Überraschungen, zumal wenn sie schlecht sind, mag die Börse gar nicht leiden. Ist die allgemeine Lage in der internationalen Kreditwirtschaft zudem noch so angespannt, wie sie sich derzeit darstellt, reagieren Anleger und Analysten ohnehin sehr unwirsch, wenn ihnen Unerwartetes zugemutet wird. Dabei erschrecken die Abschreibungen und Verluste in Milliardenhöhe, wie sie aktuell von großen Investmentbanken verkündet werden, dank sensibler Investor-Relations-Arbeit kaum noch, weil sie antizipiert und in den Aktienkursen entsprechend eingepreist wurden. Da würden 390 Millionen Euro Abschreibungen auf ein 1,5 Milliarden Euro schweres Portfolio von Collateralized Debt Obligations (CDO), wie sie die Hypo Real Estate (HRE) jetzt einräumen musste, eher als Kleinigkeit erscheinen.

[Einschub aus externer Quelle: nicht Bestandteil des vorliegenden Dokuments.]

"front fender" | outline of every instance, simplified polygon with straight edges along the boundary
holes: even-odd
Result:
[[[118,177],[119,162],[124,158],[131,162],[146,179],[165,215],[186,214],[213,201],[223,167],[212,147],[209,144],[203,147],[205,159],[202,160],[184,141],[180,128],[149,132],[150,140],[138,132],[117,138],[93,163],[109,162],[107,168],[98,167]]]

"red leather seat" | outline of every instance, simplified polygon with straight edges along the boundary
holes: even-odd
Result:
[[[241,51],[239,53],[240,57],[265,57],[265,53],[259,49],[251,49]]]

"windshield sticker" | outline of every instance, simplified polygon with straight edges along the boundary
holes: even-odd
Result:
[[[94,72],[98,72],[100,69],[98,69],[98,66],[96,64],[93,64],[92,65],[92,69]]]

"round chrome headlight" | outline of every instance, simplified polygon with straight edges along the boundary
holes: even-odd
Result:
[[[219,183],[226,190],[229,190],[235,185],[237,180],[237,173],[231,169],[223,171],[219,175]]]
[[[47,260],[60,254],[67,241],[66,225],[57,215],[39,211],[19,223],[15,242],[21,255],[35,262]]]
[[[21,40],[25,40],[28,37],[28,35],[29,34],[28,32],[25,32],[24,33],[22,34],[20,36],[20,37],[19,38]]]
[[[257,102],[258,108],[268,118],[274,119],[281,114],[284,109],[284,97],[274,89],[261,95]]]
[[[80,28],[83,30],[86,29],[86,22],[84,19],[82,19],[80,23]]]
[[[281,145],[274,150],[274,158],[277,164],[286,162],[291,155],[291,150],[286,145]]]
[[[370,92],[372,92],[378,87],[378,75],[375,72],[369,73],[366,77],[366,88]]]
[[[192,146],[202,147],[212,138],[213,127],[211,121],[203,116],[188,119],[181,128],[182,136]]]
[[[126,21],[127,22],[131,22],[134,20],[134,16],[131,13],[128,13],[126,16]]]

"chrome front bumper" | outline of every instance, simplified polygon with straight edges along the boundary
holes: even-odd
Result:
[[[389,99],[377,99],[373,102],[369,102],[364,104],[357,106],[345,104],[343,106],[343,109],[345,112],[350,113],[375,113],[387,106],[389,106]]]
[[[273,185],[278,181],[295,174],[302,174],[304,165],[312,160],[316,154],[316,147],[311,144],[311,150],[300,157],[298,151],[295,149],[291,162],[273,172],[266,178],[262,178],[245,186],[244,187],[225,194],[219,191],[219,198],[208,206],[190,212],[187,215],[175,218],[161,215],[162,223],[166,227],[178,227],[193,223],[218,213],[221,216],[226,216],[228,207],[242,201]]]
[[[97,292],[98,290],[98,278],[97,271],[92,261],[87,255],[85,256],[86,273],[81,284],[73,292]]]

Vermeidbare Verunsicherung und überzogene Reaktion

Dass der HRE-Vorstandsvorsitzende Georg Funke und seine Kollegen im Vorfeld keinerlei Andeutungen zum möglichen Korrekturbedarf machten, zeugt zumindest von mangelnder Sensibilität in der Kapitalmarktkommunikation. Oder hatte man tatsächlich gehofft, es gelingt in München, was andernorts schon längst nicht mehr funktioniert: Verluste unterhalb der Wahrnehmungsschwelle über viele Jahre in der Bilanz zu verstecken?

Angesichts der Höhe der getroffenen Abschirmung sind die Panikverkäufe der Anleger zweifellos übertrieben und schaden den Aktionären mehr als der Bank. Der Kursverfall von 33,63 Euro (14. Januar 2008) um mehr als 35 Prozent auf bis zu 20,95 Euro (15. Januar 2008) ist bei einem Dax-Wert - der ohnehin erhöhte Aufmerksamkeit genießt - kein Pappenstiel. Vernichtet wurden aber nicht nur zwei Milliarden Euro Börsenwert, viel schlimmer ist der fast beispiellose Vertrauensverlust.

Dabei hatte es der zweitgrößte europäische Immobilienfinanzierer seit der vollständigen Abspaltung von der Bayerischen Hypo- und Vereinsbank im Jahr 2003 verstanden, beachtliches Ansehen zu erwerben, obwohl die Startbedingungen und die Erwartungen des Marktes damals alles andere als günstig waren.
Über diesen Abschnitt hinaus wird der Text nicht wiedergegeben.